The towns' location near the border -- or, in the case of one of them, Nogales, right on top of it, with a tall fence between the Mexican and U.S. sides -- shapes everyday life in an especially complex way for emergency responders. It has a way of being at once irrelevant and inescapable. A wildfire does not respect boundary markers. That alone would give firefighters on both sides reason to join forces, in turn creating the special camaraderie of people with a shared experience of facing danger together. But trucks rushing from north to south have a much easier time of it than those going the other direction. Whatever social ties develop between emergency responders on both sides, the border itself remains "a quintessential threshold of the state," Jusionyte writes, where "political authority is perpetually remade, its legitimacy renewed."
One way the claim to legitimacy has been renewed -- or asserted in a highly consequential fashion, anyway -- is with the system of walls and fences that began construction under President Clinton and continues now in spite of a decrease in undocumented immigration that began during the Obama years.

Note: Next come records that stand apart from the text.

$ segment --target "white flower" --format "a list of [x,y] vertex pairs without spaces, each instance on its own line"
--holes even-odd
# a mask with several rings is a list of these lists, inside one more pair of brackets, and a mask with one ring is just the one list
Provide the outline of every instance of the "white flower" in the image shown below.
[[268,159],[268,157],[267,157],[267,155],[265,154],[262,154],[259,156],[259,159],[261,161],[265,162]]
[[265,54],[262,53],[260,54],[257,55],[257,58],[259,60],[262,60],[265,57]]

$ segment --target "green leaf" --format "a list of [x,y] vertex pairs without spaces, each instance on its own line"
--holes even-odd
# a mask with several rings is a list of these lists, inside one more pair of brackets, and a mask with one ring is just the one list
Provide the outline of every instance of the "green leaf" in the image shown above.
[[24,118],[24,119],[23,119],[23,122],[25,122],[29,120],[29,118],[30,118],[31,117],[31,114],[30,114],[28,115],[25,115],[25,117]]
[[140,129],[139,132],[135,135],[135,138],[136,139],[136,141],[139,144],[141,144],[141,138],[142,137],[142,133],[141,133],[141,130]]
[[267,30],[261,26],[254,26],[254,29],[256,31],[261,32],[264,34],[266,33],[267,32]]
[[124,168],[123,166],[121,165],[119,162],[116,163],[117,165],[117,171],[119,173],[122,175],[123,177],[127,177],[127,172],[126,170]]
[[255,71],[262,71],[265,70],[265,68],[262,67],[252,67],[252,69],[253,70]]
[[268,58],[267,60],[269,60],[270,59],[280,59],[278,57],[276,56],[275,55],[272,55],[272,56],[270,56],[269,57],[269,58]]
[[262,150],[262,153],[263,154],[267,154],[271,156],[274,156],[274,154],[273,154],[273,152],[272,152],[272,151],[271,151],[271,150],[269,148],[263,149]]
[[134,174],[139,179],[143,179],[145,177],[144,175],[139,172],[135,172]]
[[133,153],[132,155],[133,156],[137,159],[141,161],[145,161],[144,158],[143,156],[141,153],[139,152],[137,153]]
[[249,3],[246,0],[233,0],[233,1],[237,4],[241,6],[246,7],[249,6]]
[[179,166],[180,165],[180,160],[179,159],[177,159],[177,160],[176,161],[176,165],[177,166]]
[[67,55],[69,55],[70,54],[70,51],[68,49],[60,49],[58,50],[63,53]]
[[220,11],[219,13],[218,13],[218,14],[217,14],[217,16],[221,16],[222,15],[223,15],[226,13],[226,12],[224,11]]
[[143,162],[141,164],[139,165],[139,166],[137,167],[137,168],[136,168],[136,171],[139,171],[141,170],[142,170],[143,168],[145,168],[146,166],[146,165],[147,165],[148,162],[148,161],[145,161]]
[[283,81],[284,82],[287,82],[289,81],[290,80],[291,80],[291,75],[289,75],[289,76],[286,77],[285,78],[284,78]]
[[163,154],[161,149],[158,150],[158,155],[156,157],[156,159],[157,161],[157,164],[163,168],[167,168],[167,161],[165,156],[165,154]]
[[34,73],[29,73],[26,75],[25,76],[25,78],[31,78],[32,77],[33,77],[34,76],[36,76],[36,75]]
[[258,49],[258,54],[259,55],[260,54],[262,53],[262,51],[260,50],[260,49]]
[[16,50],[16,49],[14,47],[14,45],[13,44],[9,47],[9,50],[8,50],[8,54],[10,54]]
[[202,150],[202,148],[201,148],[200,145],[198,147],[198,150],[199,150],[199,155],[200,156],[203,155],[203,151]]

Jusionyte's report of her fieldwork includes detailed accounts of the human wreckage that emergency responders find at or near these barriers: people with broken limbs or mutilations, or severely dehydrated and starving, their attempts to enter the United States having been both unsuccessful and severely punished. "Unlike shipwrecks or automobile pileups, which happen without an intended cause," the author says, "border trauma is deliberate. It is calculated and produced by those who deploy the security apparatus …" The official jargon term of choice for this sort of thing is "tactical infrastructure" -- a label which can also apply to leaving gaps in the structure at points where the terrain is particularly dangerous. The landscape becomes a weapon.
Their training and professional ethics keep border-area firefighters and paramedics focused on the emergency to which they have been called, not on the national origin or legal status of the injured person. And politics is at or near the top of the list of subjects not to be discussed around the firehouse or on duty, in the interest of unit cohesion. At the same time, the border is a concrete, tangible fact of life -- and, often enough, a direct cause of the crisis they are handling. For some emergency responders living on the northern side of Nogales, the part in Arizona, being born in the United States barely counts as possessing American citizenship: "They are in the part of Arizona that the government considers an extension of Mexico, where constitutional rights can be suspended to uphold social order." Yet their work is necessary for that order to continue with anything like a reasonable level of safety and well-being.
Ethnography tends to present society as visible at fairly close range -- culture in its most compact manifestations. But in Threshold one gets a sense of huge problems under tremendous pressure; the scale is compressed but not miniature. The contradictions emerge sharply and with clarity, and it seems hard to imagine them continuing indefinitely.